In Italia le donne continuano ad essere penalizzate: a scuola e al lavoro, sebbene anche gli ultimi dati Osce, del 2022, abbiano ribadito che le ragazze raggiungono sia livelli di istruzione e competenze più elevati, sia voti migliori rispetto ai ragazzi. Malgrado ciò, se si guarda ai numeri del 2022 sul gender gap in Italia, elaborati dalla Banca d’Italia sul tema nell’ambito del progetto “Le donne, il lavoro e la crescita economica” avviato nel 2020, si scopre che in alta percentuale per le donne italiane l’occupazione professionale rimane una chimera.
Il tema analizzato riguarda i differenziali di genere e le loro determinanti tra le quali figurano: la scelta dei percorsi scolastici e le difficoltà legate alla transizione scuola-lavoro, la conciliazione tra vita lavorativa e vita familiare e la progressione di carriera più lenta rispetto agli uomini.
Ebbene, dalle statistiche prodotte risulta che l‘Italia è ultima in Europa per occupazione femminile, penultima per divario di genere occupazionale.
L’occupazione femminile al 51,1%, spesso attinente a lavori essenziali, è inferiore di oltre 18 punti percentuali rispetto alla quota di uomini al lavoro nella fascia d’età tra i 15 e i 64 anni, registrando così il secondo divario di genere più ampio in ambito lavorativo tra i paesi dell’Unione Europea dopo la Grecia, dove si registrano oltre 19 punti percentuali di divario tra occupazione maschile e femminile.
Non va meglio sul fronte scolastico: le ragazze italiane continuano a non amare le materie scientifiche.
Dallo stesso rapporto di Bankitalia, risulta che appena il 17,6% delle donne sceglie di laurearsi in materie Stem (scienza, tecnologia, ingegneria e matematica) contro il 33,7% degli uomini, evidenziando una differenza di genere pari a 16 punti percentuali.
La minore propensione del sesso femminile verso le scienze a scuola preclude poi che le stesse donne lavorino in questi settori, gli stessi dove si registrano le aspettative di reddito più alte.
Ciononostante i percorsi di studio scelti dalle ragazze danno accesso a impieghi con rendimenti potenziali più bassi, questo è vero- spiega il report – sia per la scelta delle scuole secondarie superiori che per le scelte universitarie.
Ma perché accade questo?

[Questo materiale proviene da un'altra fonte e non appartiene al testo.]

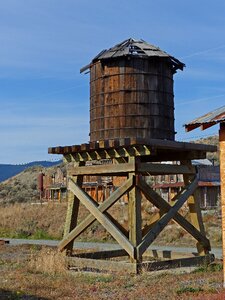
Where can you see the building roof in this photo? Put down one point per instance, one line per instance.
(207, 120)
(137, 48)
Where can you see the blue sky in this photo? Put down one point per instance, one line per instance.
(44, 100)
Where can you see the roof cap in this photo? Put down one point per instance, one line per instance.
(137, 48)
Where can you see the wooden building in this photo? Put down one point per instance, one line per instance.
(208, 191)
(132, 124)
(210, 119)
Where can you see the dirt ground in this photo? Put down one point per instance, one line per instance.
(34, 272)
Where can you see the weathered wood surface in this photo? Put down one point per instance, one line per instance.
(177, 263)
(164, 207)
(125, 100)
(160, 225)
(103, 219)
(124, 168)
(195, 212)
(160, 169)
(104, 170)
(124, 188)
(126, 267)
(134, 214)
(222, 177)
(73, 204)
(127, 142)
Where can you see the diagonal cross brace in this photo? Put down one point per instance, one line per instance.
(164, 220)
(164, 206)
(97, 212)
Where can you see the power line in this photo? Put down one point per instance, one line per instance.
(204, 51)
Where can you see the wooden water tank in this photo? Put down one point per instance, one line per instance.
(131, 93)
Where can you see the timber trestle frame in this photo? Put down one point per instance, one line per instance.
(134, 159)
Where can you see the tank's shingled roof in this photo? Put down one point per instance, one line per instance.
(132, 47)
(208, 120)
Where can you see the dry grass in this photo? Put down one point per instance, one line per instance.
(48, 261)
(42, 274)
(34, 221)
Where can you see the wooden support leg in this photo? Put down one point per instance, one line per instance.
(222, 178)
(195, 212)
(164, 220)
(134, 213)
(72, 211)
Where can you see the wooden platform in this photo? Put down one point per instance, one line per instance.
(157, 150)
(134, 159)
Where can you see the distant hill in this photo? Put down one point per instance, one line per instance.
(9, 170)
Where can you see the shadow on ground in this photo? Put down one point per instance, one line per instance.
(5, 294)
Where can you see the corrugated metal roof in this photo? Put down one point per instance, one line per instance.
(132, 47)
(207, 120)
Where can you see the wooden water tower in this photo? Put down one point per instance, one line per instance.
(131, 92)
(132, 124)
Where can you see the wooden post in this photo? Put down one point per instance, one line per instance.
(72, 210)
(134, 213)
(222, 180)
(195, 212)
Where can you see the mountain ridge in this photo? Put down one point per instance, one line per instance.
(9, 170)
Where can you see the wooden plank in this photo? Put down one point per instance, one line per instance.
(222, 178)
(101, 265)
(110, 169)
(168, 155)
(140, 150)
(154, 219)
(72, 212)
(124, 188)
(102, 254)
(156, 169)
(126, 267)
(167, 254)
(91, 205)
(177, 263)
(161, 224)
(157, 143)
(164, 206)
(134, 214)
(195, 212)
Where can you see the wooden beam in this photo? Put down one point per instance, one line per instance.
(117, 194)
(154, 219)
(72, 211)
(222, 178)
(125, 267)
(103, 170)
(164, 206)
(134, 214)
(195, 211)
(164, 220)
(160, 169)
(139, 150)
(103, 254)
(91, 205)
(177, 263)
(102, 265)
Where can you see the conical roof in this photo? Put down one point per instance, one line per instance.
(132, 47)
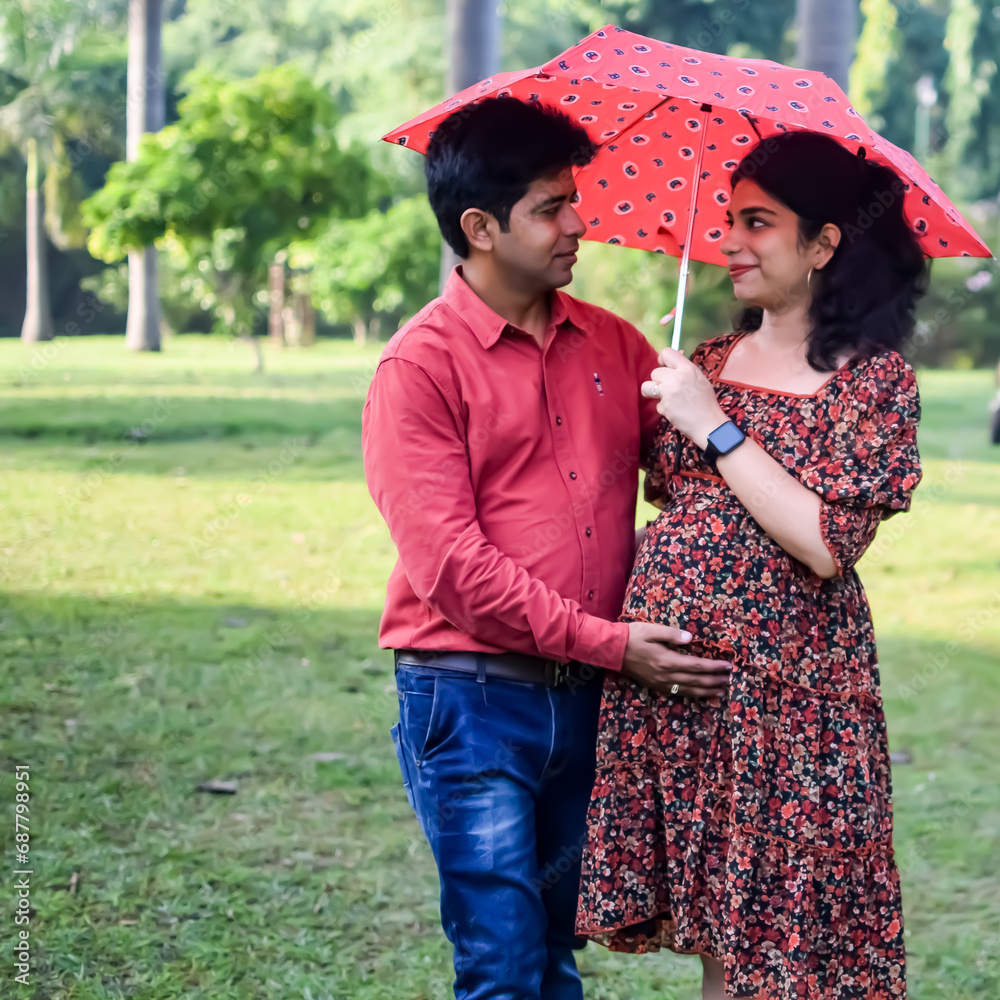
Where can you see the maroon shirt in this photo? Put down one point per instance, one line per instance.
(507, 474)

Il motivo delle diverse scelte di istruzione tra ragazzi e ragazze, e quindi nei salari più bassi di queste ultime, risiederebbe nella minore propensione delle ragazze nelle materie scientifiche.
Le differenze nelle preferenze individuali non sarebbero però innate, ma indotte: sarebbero fortemente influenzate da fattori di contesto familiare, scolastico e sociale.